Thus, for accurate CQI feedback, the UE must again be able to
predict the modulation scheme on each stream, which is not possible
for a MU transmission. Thus, ML decoders are also more compatible
with SU transmission. At any rate, sophisticated ML decoders are
more compatible with SCW transmissions.
[0055] Assuming that the above restrictions are not applicable and
that the CQI of each stream is independent of the MCS transmitted
on the other streams, the node B has to provide the following for
each resource block (or group of resource blocks, known as sub-band
or chunk): the best rank or number of streams, and for each stream,
the UE and the data rate.
[0056] The scheme for each resource block (or sub-band) may be as
follows. For each rank R, select the optimum UEs and data rates for
each of the R streams.
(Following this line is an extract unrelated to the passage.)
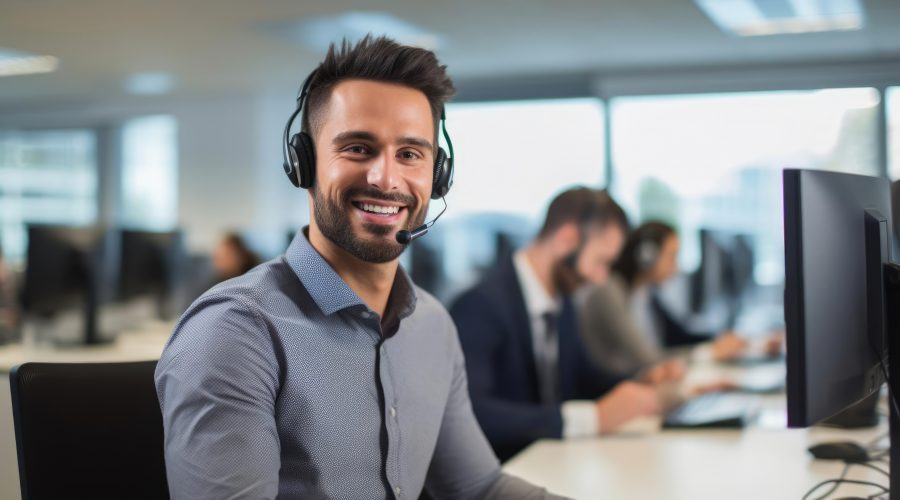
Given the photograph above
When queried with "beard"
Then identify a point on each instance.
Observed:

This is done independently for all R spatial
layers based on the rank R CQIs fed back from each UE. Thus, for
stream i, the i-th rank R CQI fed back from each UE is used to
calculate the data rate and throughput. The UE with the maximum
scaled throughput is scheduled on that stream. From all the ranks
thereby evaluated, select the best rank R* (typically the one that
maximizes the sum scaled throughput across streams). From the rank
chosen, schedule the optimum UEs and data rates selected.
[0057] The first part of the scheme ideally requires CQIs fed back
for each UE and each rank R. With best-rank feedback, this is not
always available. Thus, best-rank feedback does impact performance
with MU transmission. In this case, the first part of the scheme
considers only those UEs whose best rank is R.
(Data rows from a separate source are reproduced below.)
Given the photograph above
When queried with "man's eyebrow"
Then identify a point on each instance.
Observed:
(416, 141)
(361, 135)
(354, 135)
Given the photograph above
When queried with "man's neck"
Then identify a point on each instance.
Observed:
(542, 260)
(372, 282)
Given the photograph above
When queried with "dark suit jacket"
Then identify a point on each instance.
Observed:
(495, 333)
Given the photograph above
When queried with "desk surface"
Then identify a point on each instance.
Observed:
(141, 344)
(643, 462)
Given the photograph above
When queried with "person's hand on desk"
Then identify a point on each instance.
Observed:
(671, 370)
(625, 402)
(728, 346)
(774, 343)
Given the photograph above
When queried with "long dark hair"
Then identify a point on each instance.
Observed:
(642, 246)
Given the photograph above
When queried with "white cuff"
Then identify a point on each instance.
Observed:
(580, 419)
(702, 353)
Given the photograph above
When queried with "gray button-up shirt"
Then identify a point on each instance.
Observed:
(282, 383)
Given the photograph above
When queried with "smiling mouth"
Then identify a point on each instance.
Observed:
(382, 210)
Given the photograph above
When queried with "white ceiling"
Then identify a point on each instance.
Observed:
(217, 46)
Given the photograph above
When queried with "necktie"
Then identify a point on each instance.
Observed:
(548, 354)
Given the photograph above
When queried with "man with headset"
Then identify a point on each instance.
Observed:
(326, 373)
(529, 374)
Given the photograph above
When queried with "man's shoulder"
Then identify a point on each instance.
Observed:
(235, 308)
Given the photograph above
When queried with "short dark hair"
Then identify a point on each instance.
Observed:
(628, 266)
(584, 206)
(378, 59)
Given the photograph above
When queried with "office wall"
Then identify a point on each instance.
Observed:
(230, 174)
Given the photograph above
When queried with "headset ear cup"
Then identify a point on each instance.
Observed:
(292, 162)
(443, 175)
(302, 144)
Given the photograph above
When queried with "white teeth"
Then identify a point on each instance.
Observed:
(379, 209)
[0058] Additionally, for a given rank, different UEs may not have
the same pre-coder/antenna selection indices. To handle this, the
first part is modified so that for each rank, the node B considers
all possible selection indices. For each selection index, only UEs
with that particular feedback index (if any) are considered while
determining the optimum choice of UE and data rate for each
stream.
[0059] An alternative scheme for MU transmission may be described
as follows. For a given number of maximum streams N, which is less
than or equal to the number of transmit antennas, each UE feeds
back N CQIs to the node B assuming multi-stream reception (e.g.,
with an LMMSE receiver). The node B decides the scheduling strategy
(i.e., SU or MU) depending on the NK CQIs (where K is the number of
active UEs). That is, based on the NK CQIs, the node B separately
selects the best user for each of the streams.
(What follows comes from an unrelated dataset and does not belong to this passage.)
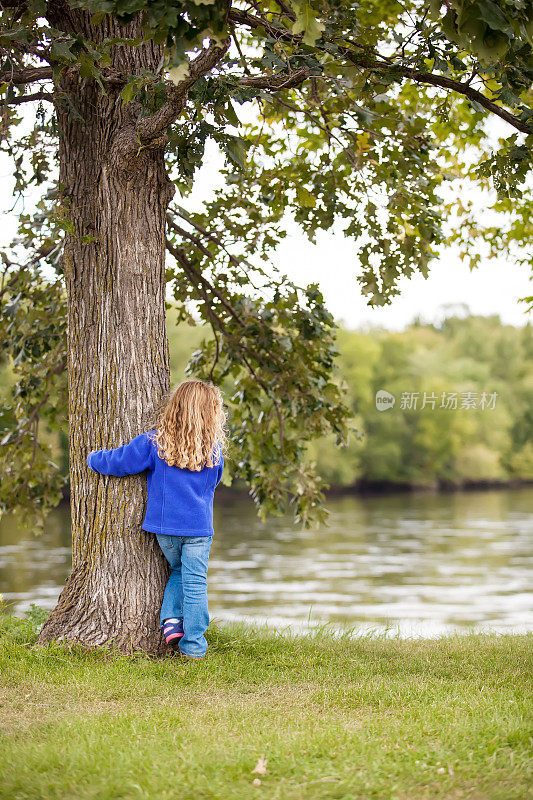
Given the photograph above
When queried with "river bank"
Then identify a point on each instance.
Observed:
(342, 717)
[0060] This scheme allows an automatic or dynamic switching between
SU and MU MIMO scheduling. For example, at low geometry MU-MIMO
scheduling is more likely (since rank 1 transmission is more likely
for each user). On the other hand, SU-MIMO is more likely at higher
geometry since the probability of the same user having the best
CQIs for all the streams is higher (i.e., spatial multiplexing is
more likely for each user). The drawback of this technique is the
CQI overhead required a further CQI reduction scheme may be
employed. For example, encoding the absolute CQI for one stream and
differential CQIs for the other streams.
[0061] In a SCW transmission, the data streams are jointly coded.
Thus, the coding scheme is the same for all streams, though the
modulation scheme may vary depending on the CQI. Also, note that
since coding across streams is assumed, all streams must be
transmitted to the same UE. Thus, the SCW transmission is
fundamentally incompatible with MU MIMO. Consequently, as discussed
above, best-rank feedback is optimum for SCW transmission. The
feedback and scheduling schemes are described below.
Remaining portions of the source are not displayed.